Crime & Gun Control

Even With Death Penalty, Most Killers Walk

Executions hit a four-decade high in the United States in 1997, implying that more murderers are being executed more quickly. But editor David Frum says that committing murder is still nine times safer than being drafted during the Vietnam War.

That's true although nearly 500,000 Americans were murdered in the two decades since capital punishment was resumed.

  • From the beginning of 1977 through the end of 1996, American state and federal juries condemned more than 5,500 murders to death.

  • In 1997, 74 killers were put to death, bringing the total since capital punishment resumed to 432.

  • By contrast, in the 1930s the country executed between 150 and 200 criminals per year.

  • And if we remove one state from the 1997 total -- Texas -- the number of executions in the other 49 actually dropped from 1996.

Furthermore, the length of time it takes to carry out a death sentence has steadily risen since 1976. Criminals executed in 1985 spent an average of six years on death row; those executed in 1990 an average of eight and a quarter years; and criminals executed in 1996 waited an average of ten and a half years.

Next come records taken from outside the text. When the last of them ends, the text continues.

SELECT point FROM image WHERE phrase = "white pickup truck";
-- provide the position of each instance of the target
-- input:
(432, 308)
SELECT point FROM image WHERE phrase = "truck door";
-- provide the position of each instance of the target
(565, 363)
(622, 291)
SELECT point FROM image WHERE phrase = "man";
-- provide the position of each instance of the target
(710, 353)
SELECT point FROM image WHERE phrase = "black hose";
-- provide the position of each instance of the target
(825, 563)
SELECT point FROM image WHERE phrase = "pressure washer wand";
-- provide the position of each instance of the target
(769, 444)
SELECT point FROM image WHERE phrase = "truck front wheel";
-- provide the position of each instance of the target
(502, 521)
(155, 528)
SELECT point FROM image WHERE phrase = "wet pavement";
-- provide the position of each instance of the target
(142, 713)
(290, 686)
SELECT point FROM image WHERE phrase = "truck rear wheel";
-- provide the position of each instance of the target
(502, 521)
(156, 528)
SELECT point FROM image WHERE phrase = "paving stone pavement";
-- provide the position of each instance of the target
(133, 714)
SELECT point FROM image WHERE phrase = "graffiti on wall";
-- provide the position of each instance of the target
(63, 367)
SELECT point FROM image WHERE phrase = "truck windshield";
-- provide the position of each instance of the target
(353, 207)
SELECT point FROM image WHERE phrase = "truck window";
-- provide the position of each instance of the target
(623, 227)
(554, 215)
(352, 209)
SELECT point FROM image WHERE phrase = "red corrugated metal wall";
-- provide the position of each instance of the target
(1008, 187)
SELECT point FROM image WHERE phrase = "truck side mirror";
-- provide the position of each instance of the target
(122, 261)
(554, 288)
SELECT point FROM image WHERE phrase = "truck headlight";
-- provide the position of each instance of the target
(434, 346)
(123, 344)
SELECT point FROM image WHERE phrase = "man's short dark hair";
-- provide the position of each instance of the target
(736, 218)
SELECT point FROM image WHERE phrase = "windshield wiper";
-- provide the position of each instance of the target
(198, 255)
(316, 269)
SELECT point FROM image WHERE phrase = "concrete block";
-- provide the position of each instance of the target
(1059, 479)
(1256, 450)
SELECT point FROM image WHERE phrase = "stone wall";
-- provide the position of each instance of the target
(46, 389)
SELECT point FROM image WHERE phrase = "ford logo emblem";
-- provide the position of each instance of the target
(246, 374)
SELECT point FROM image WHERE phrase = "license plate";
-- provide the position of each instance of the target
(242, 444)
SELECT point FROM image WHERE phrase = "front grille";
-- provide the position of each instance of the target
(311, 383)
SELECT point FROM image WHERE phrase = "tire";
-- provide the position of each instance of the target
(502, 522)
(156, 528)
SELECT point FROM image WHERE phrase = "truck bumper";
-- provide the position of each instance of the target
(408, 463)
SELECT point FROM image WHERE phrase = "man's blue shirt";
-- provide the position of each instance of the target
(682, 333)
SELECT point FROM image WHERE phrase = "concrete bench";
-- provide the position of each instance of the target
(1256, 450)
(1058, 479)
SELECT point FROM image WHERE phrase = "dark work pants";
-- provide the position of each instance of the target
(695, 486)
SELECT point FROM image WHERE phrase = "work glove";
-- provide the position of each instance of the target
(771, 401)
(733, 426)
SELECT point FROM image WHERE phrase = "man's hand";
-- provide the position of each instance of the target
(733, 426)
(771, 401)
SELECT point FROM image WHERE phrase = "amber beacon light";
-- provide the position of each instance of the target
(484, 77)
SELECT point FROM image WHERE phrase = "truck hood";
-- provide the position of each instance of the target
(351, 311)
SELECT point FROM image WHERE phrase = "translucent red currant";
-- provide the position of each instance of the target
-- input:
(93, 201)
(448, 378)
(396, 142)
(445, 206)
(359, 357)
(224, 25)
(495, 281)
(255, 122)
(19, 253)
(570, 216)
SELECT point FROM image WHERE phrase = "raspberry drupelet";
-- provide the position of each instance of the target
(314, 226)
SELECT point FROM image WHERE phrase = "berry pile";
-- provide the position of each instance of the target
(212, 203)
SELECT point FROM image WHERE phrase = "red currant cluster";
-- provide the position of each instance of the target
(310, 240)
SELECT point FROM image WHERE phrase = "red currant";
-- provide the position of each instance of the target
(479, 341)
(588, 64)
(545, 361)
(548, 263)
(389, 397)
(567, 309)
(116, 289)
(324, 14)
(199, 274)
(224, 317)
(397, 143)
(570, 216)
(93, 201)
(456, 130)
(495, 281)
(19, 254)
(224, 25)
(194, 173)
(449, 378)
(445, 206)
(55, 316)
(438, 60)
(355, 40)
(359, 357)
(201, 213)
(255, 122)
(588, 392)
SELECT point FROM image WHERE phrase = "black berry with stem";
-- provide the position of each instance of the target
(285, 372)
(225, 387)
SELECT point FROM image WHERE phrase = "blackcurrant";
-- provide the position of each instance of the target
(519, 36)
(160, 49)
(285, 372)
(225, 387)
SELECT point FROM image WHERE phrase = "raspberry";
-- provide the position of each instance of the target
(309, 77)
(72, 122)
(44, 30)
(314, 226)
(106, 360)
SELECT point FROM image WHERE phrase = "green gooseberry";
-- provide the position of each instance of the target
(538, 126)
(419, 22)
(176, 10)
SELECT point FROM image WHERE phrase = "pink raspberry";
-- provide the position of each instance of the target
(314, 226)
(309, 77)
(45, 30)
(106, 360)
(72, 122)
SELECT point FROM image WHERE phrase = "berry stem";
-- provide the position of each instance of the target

Life sentences aren't being carried out either.

  • The average killer, criminologist John DiIulio estimates, spends just eight and a half years in jail.

  • Despite the half-million slayings since 1976, only about 100,000 killers are in prison today.

  • In other words, some 70 percent of the men and women who have killed someone over the past two decades have either been released from prison or never were incarcerated the first place.

And all together, 94 percent of the killers sentenced to death since 1976 have evaded the punishment meted out to them by judge and jury.